Taylor’s run is a counter to enable Halapio and Joyer time to pull across the field and lead block but they simply can’t do that because of the penetration that Ray was able to get.
Florida responded well with a quick, predetermined throw to Trey Burton who ran a five-yard hitch. This is a good way to get the ball out quickly and negate the problems that the offensive line has been creating. It also gave Florida a much more manageable third-and-two.
Third-and-short was then given away with a Tyler Moore false start. Back to third-and-long. If you read the previous two breakdowns, third-and-long usually means a Missouri sack and this drive was no different.
Both Moore and Humphries get beat off the ball and Murphy is dragged down for a loss, ending another drive.
Drive Grade: D
I couldn’t give this drive an “F” grade because, well, the next drive exists.
2nd Drive: 3 plays – minus 2 yards – 1:00 – Punt
See what I mean?
Florida came out in their “10” or “jets” personnel (1RB, 0TE, 4WR) and Murphy found Dunbar on a quick screen but Dunbar trips as he backpedaled and the play loses two.
Pease designed a play to have Murphy rollout to his left (another way to help the offensive line) but had his pass batted down by linebacker, Andrew Wilson.
Third-and-twelve means Missouri is going to come after Tyler Murphy. They do, bringing six and blowing up a wide receiver screen to Valdez Showers who was lined up as a receiver.
Drive Grade: F
This was a dumpster fire.
3rd Drive: 6 plays – 70 – yards – 2:49 – Touchdown
Finally, a drive to save my sanity.
Here is what Florida’s drives looked like leading up to this point.
Yeah, “inept” was a good word to use to describe this offensive output.
The drive got started with a run that saw very good blocking from just about the entire offensive line. Florida shook things up on the line and used (left to right) Humphries, Koehne, Harrison, Halapio and Garcia.

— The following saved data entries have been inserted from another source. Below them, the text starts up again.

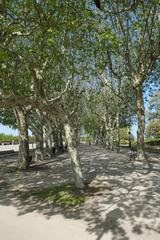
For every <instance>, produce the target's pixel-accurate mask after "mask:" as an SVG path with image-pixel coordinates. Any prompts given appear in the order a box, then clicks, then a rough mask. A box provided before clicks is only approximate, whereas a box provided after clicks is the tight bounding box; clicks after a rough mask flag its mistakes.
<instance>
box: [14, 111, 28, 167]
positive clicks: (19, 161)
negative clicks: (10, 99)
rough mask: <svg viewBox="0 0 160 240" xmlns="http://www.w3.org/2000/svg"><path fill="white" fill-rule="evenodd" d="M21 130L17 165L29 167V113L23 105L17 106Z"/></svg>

Taylor followed up his nine-yard carry with an eight-yard gain and just like that, the locomotive was moving. Taylor’s second carry was successful because of his vision and quick cut. The offensive line was less than impressive but Taylor was able to make a cut, change direction quickly and accelerate back to top speed.

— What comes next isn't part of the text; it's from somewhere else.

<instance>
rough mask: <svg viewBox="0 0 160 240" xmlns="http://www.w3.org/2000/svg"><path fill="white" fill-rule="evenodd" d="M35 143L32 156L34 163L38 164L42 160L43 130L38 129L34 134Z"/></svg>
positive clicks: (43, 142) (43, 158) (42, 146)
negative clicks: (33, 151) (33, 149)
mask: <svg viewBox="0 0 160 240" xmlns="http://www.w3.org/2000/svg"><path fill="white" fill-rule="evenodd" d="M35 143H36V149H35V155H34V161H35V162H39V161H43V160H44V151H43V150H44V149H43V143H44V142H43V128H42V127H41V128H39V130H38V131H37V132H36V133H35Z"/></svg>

The Gators went into “22” personnel (2RB, 2TE, 1WR) on the next down — an obvious running package — and pick up just two yards when they run a power to the weak-side.
Florida stuck with the “22” package but this time ran a jet sweep to Solomon Patton for a gain of 17-yards.

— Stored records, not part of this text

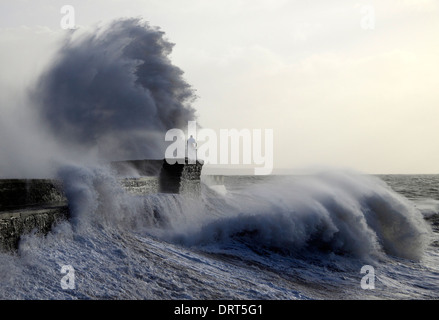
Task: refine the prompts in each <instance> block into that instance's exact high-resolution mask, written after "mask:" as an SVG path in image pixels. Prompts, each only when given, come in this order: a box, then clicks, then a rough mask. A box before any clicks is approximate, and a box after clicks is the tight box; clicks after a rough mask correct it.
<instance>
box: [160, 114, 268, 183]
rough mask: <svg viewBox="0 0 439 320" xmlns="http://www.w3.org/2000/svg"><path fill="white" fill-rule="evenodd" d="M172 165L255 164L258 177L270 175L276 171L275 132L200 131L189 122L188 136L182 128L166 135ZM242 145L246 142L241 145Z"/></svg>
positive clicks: (255, 167) (255, 131) (246, 131)
mask: <svg viewBox="0 0 439 320" xmlns="http://www.w3.org/2000/svg"><path fill="white" fill-rule="evenodd" d="M165 141H167V142H172V143H171V144H170V145H169V146H168V147H167V149H166V152H165V159H166V161H167V162H168V163H169V164H175V163H180V164H184V163H186V162H187V163H189V164H194V163H195V162H196V161H200V160H201V161H203V162H204V163H205V164H214V165H215V164H220V165H228V164H232V165H254V166H255V167H254V173H255V175H268V174H270V173H271V172H272V170H273V129H264V130H262V129H253V130H250V129H241V130H238V129H220V130H219V135H218V134H217V132H216V131H215V130H213V129H208V128H201V129H197V124H196V121H188V130H187V136H186V135H185V133H184V131H183V130H181V129H170V130H168V131H167V132H166V135H165ZM241 142H242V143H241Z"/></svg>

Now, I’ve been very critical of the offensive line this season but when they will get credit when it’s due.
Kelvin Taylor (orange) picks up 14-yards on the next play and shows great patience to stay behind a pulling Halapio (blue).
Halapio handles his man and Trey Burton’s man, springing Taylor for an “explosive play.”
And one more look at Halapio taking care of business.
Florida goes into the wildcat on the next down. Calm down, calm down. I know you all love this package, so I gave you a nice picture of it below.
Burton hands the ball off to Taylor who gets incredible blocking from Latroy Pittman, Showers and Solomon Patton, which springs him outside and eventually into the end zone.
Also note Taylor’s vision to be able to see that tiny crease and hit it full speed.
Taylor breaks a tackle and is tripped up but Patton and Pittman continue blocking down the field and Taylor stays on his feet long enough to dive into the end zone.
And here’s a snapshot of Taylor’s first career touchdown, only 30 more to catch poppa.
Drive Grade: A
This is beautiful. Florida ran the ball six-consecutive plays, averaged more than 10 yards-per-play and scored a touchdown in less than three minutes.